Mas não foi assim. O futebol é uma atividade ilógica, ingrata e cínica. Rafael Donato, o capitão do time e um dos destaques da Série B deste ano, fez um gol contra ainda aos 13 minutos. Depois, aos 41, errou novamente e colaborou para mais um gol, de Thonny Anderson – que ainda faria mais um, de pênalti. Quando tudo estava mais difícil ou já praticamente acabado, quem fez os dois gols do Vila? Exatamente ele, o zagueiro Donato.

Se em Goiás, a rivalidade dividia os desejos, no resto do Brasil, quem acompanhava a rodada fazia figuinha pelo simpático time do Centro-Oeste que ainda não fora iniciado na 1ª divisão. O resultado final, o revés por 3 a 2, deixou um rastro de lágrimas também no Onésio Brasileiro Alvarenga, o velho OBA, estádio-casa do Vila, onde milhares de torcedores se aglomeraram no intuito de comemorar o acesso que não veio.

Foguetes que se ouviram após a partida eram disparados pelos rivais, que também emitiam, à guisa de zoação, o icônico e mundialmente conhecido grito de “Viiiiiiilaaaa!”.

O que fazer depois de tal baque? O que todo torcedor faz sempre quando a missão fracassa: recolher seus cacos e se remontar.

Se a perda das chances das vezes anteriores foi frustrante, a deste ano foi especialmente dramática. Não só pelo último episódio, mas porque, quando ninguém esperava, o Tigrão esteve no alto da tabela durante grande parte do início do campeonato; quando não se esperava, ele despencou na classificação; quando não mais se esperava, começou uma intrépida reação e chegou vivíssimo na reta de chegada; e, quando menos se esperava, o Vila tropeçou no último degrau.

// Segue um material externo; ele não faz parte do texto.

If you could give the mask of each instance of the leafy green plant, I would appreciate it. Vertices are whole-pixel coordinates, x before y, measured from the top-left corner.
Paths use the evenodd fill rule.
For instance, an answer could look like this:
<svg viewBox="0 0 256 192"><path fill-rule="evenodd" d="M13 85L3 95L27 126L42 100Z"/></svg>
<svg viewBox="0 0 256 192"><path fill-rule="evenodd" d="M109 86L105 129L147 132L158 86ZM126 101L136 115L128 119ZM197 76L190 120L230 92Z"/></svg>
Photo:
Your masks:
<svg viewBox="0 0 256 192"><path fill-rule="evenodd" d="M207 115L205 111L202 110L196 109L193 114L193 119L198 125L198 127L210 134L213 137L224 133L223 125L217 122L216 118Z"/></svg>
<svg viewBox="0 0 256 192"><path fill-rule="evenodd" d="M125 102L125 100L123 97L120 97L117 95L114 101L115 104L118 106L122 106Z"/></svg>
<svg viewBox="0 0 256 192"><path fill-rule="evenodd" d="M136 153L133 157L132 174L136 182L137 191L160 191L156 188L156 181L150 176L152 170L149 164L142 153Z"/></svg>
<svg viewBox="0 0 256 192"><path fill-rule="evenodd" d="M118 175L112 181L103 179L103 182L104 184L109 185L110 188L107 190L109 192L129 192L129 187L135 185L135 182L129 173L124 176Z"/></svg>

O que fazer depois de tal baque? O que todo torcedor faz sempre quando a missão fracassa: recolher seus cacos e se remontar. Como ensina mestre Lisandro, no mesmo vídeo: “Nessas horas, a gente encaixa as perdas e segue em frente. Um poema de José Miguel Wisnik diz: ‘Surfar sobre a dor, até o fim. E, se meu mundo cair, que eu aprenda a levitar’. A realidade se impõe. Esta é a realidade. Diante da realidade, a gente assume, vê a perda e segue em frente. Vila Nova, para sempre e mais um dia.”

As derrotas, vistas dessa forma, são mais dignas, embora isso em nada se assemelhe a uma conformação. São 38 anos esperando a Série A e, no ano que vem, novamente o professor Lisandro, o cantor Thiago Brava, a torcedora-símbolo Nega Brechó e meus amigos Fabrício Rodrigues e Gerson Neto estarão no meio da multidão vermelha, prontos para novas emoções, tentando o final feliz.

É disso que se faz o futebol. Porque, como diz Nelson Cavaquinho, “o sol há de brilhar mais uma vez, a luz há de chegar aos corações”. No caminho iluminado, segue a turba festiva, porque não sabe quando, mas sabe que o dia da redenção vai chegar.

Em tempo: o Atlético Goianiense voltou à Série A depois de ficar um ano apenas na Segundona; e o Goiás está bem perto de cair depois de uma sequência de dois anos na elite.